Thema bei „Anne Will“: der Ukraine-Krieg. Eine missgestimmte Moderatorin will FDP-Chef Lindner provozieren. Der Konsens in der Verurteilung Putins und der neue Kurs der Bundesregierung verursachen bei Will und Co. Ratlosigkeit.

Screenshot: ARD/Anne Will

Allein die Miene der Moderatorin verriet, wie unangenehm Anne Will die aktuelle Verlagerung der Themenlage nicht nur in Deutschland ist. Mit einem Schlag hat Putins Angriff auf die Ukraine die vermeintliche Harmonie der vergangenen zwei Jahrzehnte, seit dem Wechsel von Jelzin zu Putin, in einem enttäuschten Nichts aufgehen lassen. Doch Wehmut oder gar Verständnis für die Handlungen des Kreml bringen die Redaktionen von ARD und ZDF nicht weiter. Sie müssen sich auf die neuen Realitäten einstellen.

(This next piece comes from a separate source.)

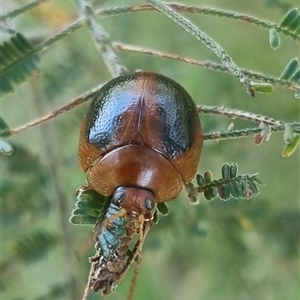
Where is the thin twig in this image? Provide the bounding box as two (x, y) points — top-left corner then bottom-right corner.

Erstaunlich war, dass weder ein Spitzenvertreter der deutschen Wirtschaft noch ein Abgesandter von Linkspartei oder AfD als Unterstützer Putins eingeladen waren. Nachzuvollziehen ist, dass kein russischer Diplomat sich ins ARD-Studio wagte. Der große Meister in Moskau hat zumindest temporäres Schweigen angeordnet. Wenn einer redet, dann nur er, und da lässt er es auch gleich immer so richtig krachen. Gestern drohte er indirekt mit einem Atomkrieg, indem er eine höhere Alarmstufe für die nuklearen Raketen-Streitkräfte anordnete.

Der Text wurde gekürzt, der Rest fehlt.